ちょっと聞きなれない言葉、「ピロティ」をご存じでしょうか?「ピロティ」はフランス語で「杭」という意味ですが、建築用語では、ある特殊な建築形式を指します。実はこのピロティを有する建物は、都心にも多く存在しており、あちらこちらで見かけることがあると思います。今回はそんなピロティに注目。ピロティについてのあれこれをご紹介いたします。
ピロティとは、建物の1階部分が柱(構造体)のみで外部空間となっている建築形式のことですが、その構造体や空間自体のことを指すこともあります。1階がオープンスペースになっていて駐車場として使用され、2階から居住スペースになっているマンションやオフィス・店舗などをよく見かけると思いますが、これらがピロティ形式です。最近は一般の住宅にも人気が広がっているようです。しかし、耐震性には不安があり、大型のビルやマンションでは一部分だけをピロティ形式にしているところもあります。
ピロティのメリットは、開放感がありデザイン性に優れていること。また、駐車場などに利用されるため、土地の有効利用にもなります。さらに、海岸に近い土地では津波が来ても水が分散して流れるため、津波に強く安心です。風も同じように通り抜けるので、台風にも強いということです。デメリットは、やはり耐震性に不安があることですね。1階部分は柱のみで支えているため、壁のある建物より揺れが強くなります。そして、地震の揺れは2階以上の居住部分に大きく伝わってしまいます。柱の数を増やすなど、強度を向上させるための対策が必要になります。
ピロティを最初に建築に導入したのは、近代建築の3大巨匠の一人「ル・コルビュジェ」です。ル・コルビュジェは「モダニズム」という建築における概念を世界中に広めた建築家でもあり、彼が残した「住宅は住むための機械である」という言葉はあまりにも有名ですね。また、「近代建築の5原則」を提唱したことでも知られています。「近代建築の5原則」は、ピロティ・屋上庭園・自由な平面・水平連続窓・自由な立面の5つ。1931年に設計したサヴォア邸ではこの5原則が見事に体現されています。ほかにも多くのル・コルビュジェの建築作品にピロティが見られます。日本で唯一彼が設計した建築物は最近世界遺産に登録されて話題となっている上野公園内の「国立西洋美術館」です。彼が設計した当時のピロティは、現在はガラスを入れられるなどして変えられ、1階の大部分が室内となっています。
ピロティ形式は、日本でも有名建築家たちにより1950年代から導入されるようになりました。現在においても輝きを放っている、有名なピロティ形式の建築物をご紹介いたします。
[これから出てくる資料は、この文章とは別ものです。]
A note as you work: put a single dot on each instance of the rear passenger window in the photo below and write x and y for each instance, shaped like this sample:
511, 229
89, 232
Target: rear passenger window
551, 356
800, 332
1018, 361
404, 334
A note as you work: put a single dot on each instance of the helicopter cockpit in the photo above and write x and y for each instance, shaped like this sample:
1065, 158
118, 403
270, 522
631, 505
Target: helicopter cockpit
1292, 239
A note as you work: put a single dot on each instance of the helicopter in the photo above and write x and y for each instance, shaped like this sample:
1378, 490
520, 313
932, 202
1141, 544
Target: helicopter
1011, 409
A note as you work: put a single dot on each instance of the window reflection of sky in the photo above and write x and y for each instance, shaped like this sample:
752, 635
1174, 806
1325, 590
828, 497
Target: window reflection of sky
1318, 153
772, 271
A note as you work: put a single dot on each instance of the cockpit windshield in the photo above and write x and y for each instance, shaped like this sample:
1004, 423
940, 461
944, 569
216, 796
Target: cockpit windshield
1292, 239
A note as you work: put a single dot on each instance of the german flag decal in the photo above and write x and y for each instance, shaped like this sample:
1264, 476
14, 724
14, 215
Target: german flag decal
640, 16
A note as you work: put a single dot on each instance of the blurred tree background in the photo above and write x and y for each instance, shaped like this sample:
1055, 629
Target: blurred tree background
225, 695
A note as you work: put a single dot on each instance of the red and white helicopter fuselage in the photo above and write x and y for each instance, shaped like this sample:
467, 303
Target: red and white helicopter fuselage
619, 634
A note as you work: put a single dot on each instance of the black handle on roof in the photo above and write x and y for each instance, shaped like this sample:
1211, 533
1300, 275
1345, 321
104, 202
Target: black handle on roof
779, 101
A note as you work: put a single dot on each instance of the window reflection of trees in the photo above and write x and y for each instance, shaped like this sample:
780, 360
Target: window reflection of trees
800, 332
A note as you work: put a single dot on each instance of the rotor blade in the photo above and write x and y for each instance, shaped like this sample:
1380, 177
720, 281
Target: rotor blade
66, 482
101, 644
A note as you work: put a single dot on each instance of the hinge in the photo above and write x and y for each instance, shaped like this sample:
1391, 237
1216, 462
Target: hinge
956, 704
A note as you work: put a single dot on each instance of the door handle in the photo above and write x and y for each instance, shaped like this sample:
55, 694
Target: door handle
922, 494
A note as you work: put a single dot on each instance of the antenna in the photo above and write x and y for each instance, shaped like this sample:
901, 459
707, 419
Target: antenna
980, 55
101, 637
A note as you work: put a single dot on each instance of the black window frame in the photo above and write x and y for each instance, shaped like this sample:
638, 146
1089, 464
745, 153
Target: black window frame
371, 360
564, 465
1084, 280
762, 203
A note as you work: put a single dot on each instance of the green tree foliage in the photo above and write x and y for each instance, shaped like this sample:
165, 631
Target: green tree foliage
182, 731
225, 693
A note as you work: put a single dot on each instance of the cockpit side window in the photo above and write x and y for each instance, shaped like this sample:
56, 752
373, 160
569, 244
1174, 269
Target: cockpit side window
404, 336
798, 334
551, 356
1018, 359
○広島平和記念資料館……1955年建築、丹下健三氏設計
○京都会館……1960年建築、前川國男氏設計
○日本生命日比谷ビル……1963年建築、村野藤吾氏設計
○東京都庁舎の渡り廊下……1990年建築、丹下健三氏設計
○東京都江戸東京博物館……1992年建築、菊竹清訓氏設計
このほかにも、注意して歩けば、さまざまなピロティ形式の建築物に出会うことができます。
普段は注意して見ていなかったビルの形も、思い出してみたらピロティ形式だった、よく行くレストランがピロティ形式だったなんてことも多いと思います。それほど身近ところにもピロティは存在しています。街を歩くとき、少し歩を緩めて周囲の建物を見回してください。街は大きな美術館です。なぜなら、建築物という芸術作品が所狭しと並んでいるのですから…。